Angela Rayner stood alongside Jeremy Corbyn when Labour MPs attempted to oust him (Ben Birchall/PA) (PA Archive)

As Labour’s fortunes picked up, so relations between them began to improve, her brash outspokenness a useful antidote to her more buttoned-up leader – “I overshare … but I’ve always said Keir undershares”, she joked.

She had served since last summer’s general election as deputy prime minister and shadow housing secretary and overseen Labour’s flagship workers’ rights package and the party’s pledge to build 1.5 million new homes this parliament.

Housing controversies

But the deputy PM has found herself embroiled in a series of controversies as a frontline politician.

Before the general election, Ms Rayner was the subject of an investigation by HMRC into complaints she may have broken electoral law and dodged capital gains tax and council tax over the 2015 sale of her council house in Stockport, and whether she had provided false information about her main address during the 2010s.

Sir Keir Starmer has defended his deputy amid criticism of her tax affairs. (Stefan Rousseau/PA) (PA Archive)

She was eventually cleared, with HMRC finding she owed no capital gains tax and saying it would take no further action.

It is property that has landed her career on the line yet again, with the focus this time on her purchase of an £800,000 flat in Hove.

Ms Rayner on Wednesday conceded she did not pay the right stamp duty on the purchase, having initially been advised the property counted as her primary home. She is now liable for an estimated £40,000 in stamp duty payments after subsequently being advised she maintains an interest in her family home in Ashton.

Ms Rayner’s lawyers have insisted they did not give her tax advice on the flat purchase, claiming they have been made scapegoats.

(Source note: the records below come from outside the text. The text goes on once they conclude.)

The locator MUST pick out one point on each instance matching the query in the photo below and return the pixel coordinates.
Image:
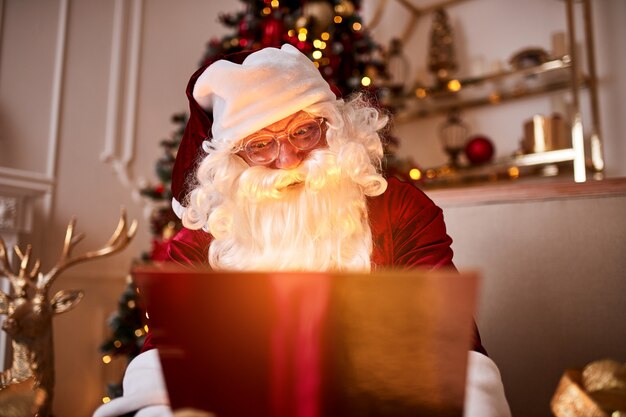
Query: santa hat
(245, 92)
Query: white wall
(67, 90)
(552, 291)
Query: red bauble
(273, 30)
(479, 149)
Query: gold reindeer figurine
(27, 387)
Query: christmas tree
(332, 35)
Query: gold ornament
(318, 14)
(599, 390)
(28, 386)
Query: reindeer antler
(118, 241)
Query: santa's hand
(144, 390)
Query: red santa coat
(408, 232)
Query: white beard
(313, 218)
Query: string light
(513, 172)
(415, 174)
(494, 98)
(454, 85)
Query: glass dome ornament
(453, 133)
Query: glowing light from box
(420, 92)
(454, 85)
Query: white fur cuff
(144, 387)
(484, 392)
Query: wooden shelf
(526, 190)
(497, 88)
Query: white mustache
(260, 183)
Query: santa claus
(290, 179)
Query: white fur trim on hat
(268, 86)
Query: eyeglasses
(263, 148)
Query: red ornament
(273, 30)
(479, 150)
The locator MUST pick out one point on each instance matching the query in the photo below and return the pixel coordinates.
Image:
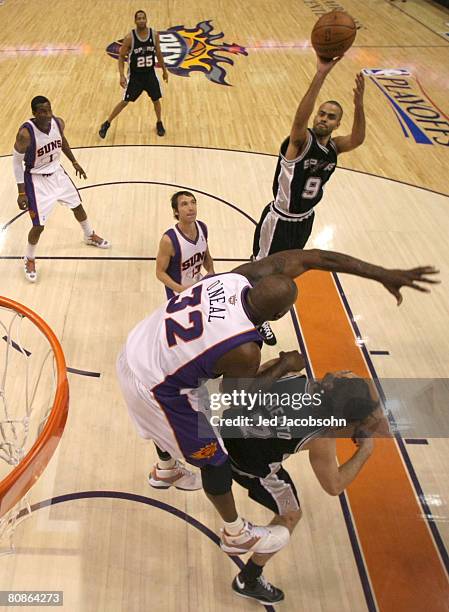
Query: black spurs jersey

Conveyancing firm Verrico & Associates, which managed the purchase of her £800,000 apartment in Hove, East Sussex, insisted it had done everything “correctly and in good faith”.

And ethics advisor Sir Laurie Magnus concluded she had breached the ministerial code by not seeking expert tax advice despite being told to do so. It was this breach which forced her resignation.

Other controversies

Ms Rayner has faced a series of other controversies through her political career, with supporters of the firebrand politician accusing many of her critics of classism and sexism.

A 2022 Mail on Sunday article repeated a claim by anonymous Tory MPs that Ms Rayner tried to knock Boris Johnson “off his stride” during Prime Minister’s Questions by “crossing and uncrossing her legs” in a scene supposedly reminiscent of the film Basic Instinct.

Ms Rayner also faced criticism after a video emerged of her dancing in a DJ booth in Ibiza while on holiday, defending herself by saying: “I’m working class, I like a dance.”

Angela Rayner (Lucy North/PA) (PA Wire)

The deputy PM has long been in the crosshairs of Tory MPs after she described Conservatives as “scum” at the Labour’s annual conference in 2021.

She later apologised “unreservedly” for the remarks, but has never lived them down among Conservative opponents in the Commons.

Ms Rayner said she had reflected on the tone of political debate in the wake of the murder of Tory MP Sir David Amess, and has spoken out about threats against her own life having a “devastating effect” on her.